Precidian Funds, a New Jersey-based ETF newcomer, announced on Thursday the launch of the first U.S.-listed ETF offering exposure to the Nikkei 225 Index. The new MAXIS Nikkei 225 Index ETF (NYSEARCA:NKY) will seek to replicate the widely followed benchmark of Japanese stocks, often referred to simply as the Nikkei or the Nikkei Index. That benchmark is a price-weighted index consisting of 225 stocks listed on the Tokyo Stock Exchange. The Nikkei has been calculated by the Nihon Keizai Shimbun newspaper since 1950. There are several investment products linked to the Nikkei in existence around the world, but NKY is the first U.S.-listed ETF to offer exposure to the well known index.
Under the Hood
Like the Dow Jones Industrial Average in the U.S., the Nikkei is a price-weighted index. That means the index will make the largest allocations to the companies with the highest stock prices, a methodology that has both advantages and potential drawbacks. The approach breaks the link between stock price and weighting that some believe can result in a long-term drag on returns, but also allows certain companies to have a significant impact on the benchmark performance as a result of a somewhat arbitrary factor such as stock price.
The largest components of NKY include robotics manufacturer Fanuc Ltd. (OTCPK:FANUY) (5.7%), Fast Retailing Co. (OTCPK:FRCOY) (5.5%) and Softbank Corp (OTCPK:SFTBY) (3.7%). By comparison, the largest holdings of the iShares MSCI Japan Index Fund (NYSEARCA:EWJ) include large, well known companies such as Toyota (NYSE:TM), Honda (NYSE:HMC), Mitsubishi and Canon (NYSE:CAJ). NKY’s largest sector allocations are to industrials (25%), technology (18.8%) and consumer discretionary firms (18.7%). Energy and utilities combine to make up only about 1% of the portfolio. Those two sectors receive much larger allocations in many international equity products.
Japan ETFs in Focus
NKY becomes the 11th ETF in the Japan Equities ETFdb Category, a group that has aggregate assets of about $9 billion.
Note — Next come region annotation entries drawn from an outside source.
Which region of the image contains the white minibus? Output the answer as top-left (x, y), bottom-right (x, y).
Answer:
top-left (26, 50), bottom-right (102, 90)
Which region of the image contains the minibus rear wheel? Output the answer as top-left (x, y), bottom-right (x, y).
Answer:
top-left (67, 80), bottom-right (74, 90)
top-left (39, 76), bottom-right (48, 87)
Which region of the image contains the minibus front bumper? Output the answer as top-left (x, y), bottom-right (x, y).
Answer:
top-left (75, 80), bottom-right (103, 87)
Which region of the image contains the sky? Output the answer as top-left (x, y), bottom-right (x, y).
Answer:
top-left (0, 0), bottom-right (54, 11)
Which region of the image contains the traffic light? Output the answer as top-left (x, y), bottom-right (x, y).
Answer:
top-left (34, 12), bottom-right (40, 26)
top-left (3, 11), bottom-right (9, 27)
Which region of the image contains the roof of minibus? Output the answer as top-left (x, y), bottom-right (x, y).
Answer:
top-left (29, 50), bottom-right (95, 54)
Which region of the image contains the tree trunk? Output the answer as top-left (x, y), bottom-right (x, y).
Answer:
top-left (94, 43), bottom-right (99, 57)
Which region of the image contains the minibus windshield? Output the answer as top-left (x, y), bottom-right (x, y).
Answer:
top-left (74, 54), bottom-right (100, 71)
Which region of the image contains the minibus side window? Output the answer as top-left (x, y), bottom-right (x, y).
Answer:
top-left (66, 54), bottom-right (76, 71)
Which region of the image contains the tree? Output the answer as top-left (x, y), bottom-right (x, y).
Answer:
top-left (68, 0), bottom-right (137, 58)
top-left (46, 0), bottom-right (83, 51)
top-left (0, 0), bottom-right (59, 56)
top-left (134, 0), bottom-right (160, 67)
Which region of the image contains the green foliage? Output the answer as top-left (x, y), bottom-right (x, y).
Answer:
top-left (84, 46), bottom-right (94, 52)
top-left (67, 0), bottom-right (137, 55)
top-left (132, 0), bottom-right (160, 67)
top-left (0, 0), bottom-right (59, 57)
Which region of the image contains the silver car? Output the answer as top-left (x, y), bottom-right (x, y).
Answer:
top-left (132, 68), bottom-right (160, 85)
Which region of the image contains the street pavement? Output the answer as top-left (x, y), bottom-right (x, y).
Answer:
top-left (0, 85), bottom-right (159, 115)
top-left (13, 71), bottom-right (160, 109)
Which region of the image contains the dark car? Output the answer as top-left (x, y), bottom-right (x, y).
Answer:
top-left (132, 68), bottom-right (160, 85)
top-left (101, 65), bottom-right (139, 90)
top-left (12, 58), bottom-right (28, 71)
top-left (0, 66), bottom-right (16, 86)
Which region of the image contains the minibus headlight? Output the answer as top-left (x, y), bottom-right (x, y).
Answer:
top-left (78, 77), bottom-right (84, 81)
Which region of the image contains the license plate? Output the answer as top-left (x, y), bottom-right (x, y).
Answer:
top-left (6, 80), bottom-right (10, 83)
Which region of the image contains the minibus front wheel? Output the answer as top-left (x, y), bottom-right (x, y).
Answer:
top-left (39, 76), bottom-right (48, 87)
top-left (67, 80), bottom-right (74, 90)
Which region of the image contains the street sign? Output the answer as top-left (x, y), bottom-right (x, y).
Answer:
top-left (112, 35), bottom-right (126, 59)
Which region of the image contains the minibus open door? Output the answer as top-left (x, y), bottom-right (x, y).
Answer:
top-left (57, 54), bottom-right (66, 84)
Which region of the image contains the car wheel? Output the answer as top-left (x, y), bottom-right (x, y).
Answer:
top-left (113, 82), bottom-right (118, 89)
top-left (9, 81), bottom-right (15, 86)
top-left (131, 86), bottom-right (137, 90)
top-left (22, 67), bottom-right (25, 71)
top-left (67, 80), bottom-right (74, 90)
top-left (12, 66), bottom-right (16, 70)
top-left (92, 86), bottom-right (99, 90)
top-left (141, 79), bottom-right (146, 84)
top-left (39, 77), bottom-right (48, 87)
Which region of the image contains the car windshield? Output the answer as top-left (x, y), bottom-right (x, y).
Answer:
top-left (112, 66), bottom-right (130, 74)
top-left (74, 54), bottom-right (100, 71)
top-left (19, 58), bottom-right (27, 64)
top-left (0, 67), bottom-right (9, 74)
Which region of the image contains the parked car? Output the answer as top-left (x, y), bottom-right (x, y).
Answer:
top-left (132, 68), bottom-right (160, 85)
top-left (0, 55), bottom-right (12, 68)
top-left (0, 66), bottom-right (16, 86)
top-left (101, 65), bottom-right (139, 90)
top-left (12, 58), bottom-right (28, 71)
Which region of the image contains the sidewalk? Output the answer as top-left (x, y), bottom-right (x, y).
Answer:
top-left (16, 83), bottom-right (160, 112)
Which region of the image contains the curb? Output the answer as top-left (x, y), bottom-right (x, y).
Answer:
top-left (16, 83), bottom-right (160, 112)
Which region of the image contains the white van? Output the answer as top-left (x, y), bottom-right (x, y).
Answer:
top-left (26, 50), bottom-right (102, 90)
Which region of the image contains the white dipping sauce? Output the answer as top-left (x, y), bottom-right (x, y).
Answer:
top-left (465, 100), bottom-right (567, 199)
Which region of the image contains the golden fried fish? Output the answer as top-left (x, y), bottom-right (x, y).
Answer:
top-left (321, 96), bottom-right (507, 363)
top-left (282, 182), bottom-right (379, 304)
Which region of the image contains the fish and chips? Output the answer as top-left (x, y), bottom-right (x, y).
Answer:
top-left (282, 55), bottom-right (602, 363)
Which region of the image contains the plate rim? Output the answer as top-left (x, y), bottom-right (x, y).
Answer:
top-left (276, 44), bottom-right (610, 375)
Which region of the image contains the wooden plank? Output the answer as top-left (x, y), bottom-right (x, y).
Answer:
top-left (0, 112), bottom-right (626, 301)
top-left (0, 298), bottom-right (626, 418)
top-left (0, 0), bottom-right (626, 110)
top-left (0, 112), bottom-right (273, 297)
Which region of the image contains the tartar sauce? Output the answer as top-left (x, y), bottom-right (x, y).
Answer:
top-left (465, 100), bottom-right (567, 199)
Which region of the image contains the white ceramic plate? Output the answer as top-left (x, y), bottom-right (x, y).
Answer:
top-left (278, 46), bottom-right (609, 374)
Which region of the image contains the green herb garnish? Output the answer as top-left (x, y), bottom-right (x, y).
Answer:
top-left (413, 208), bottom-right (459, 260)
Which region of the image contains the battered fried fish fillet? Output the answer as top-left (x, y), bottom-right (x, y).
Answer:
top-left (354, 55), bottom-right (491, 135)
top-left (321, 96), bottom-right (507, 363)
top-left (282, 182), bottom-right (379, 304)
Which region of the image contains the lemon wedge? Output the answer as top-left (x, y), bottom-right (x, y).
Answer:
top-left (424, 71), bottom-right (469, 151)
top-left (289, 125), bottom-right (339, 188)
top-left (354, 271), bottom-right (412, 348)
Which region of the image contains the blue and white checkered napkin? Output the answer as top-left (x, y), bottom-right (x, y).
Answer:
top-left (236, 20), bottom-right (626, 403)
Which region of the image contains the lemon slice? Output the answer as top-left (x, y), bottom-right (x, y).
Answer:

EWJ is by far the most popular Japan ETF. That fund offers exposure primarily to large-cap stocks and has about 300 individual holdings. There are also several options for accessing small-cap Japanese stocks (NYSEARCA:JSC) (NYSEARCA:SCJ) (NYSEARCA:DFJ), and IndexIQ recently debuted a mid-cap Japan ETF (RSUN). Both WisdomTree and Deutsche Bank offer currency hedged Japan ETFs that strip out the impact of exchange rate fluctuations on returns to dollar-based investors (NYSEARCA:DXJ) (NYSEARCA:DBJP).
NKY will charge an expense ratio of 0.50%, near the low end of the average for the Japan Equities ETFdb Category. With an expense ratio of 0.48%, DXJ is the cheapest ETF option for investors seeking exposure to Japanese stocks.
Precidian was formerly known as Next Investments. The company is also engaged in bringing to market the first non-transparent actively managed ETFs, according to the firm web site.
Disclosure: No positions at time of writing.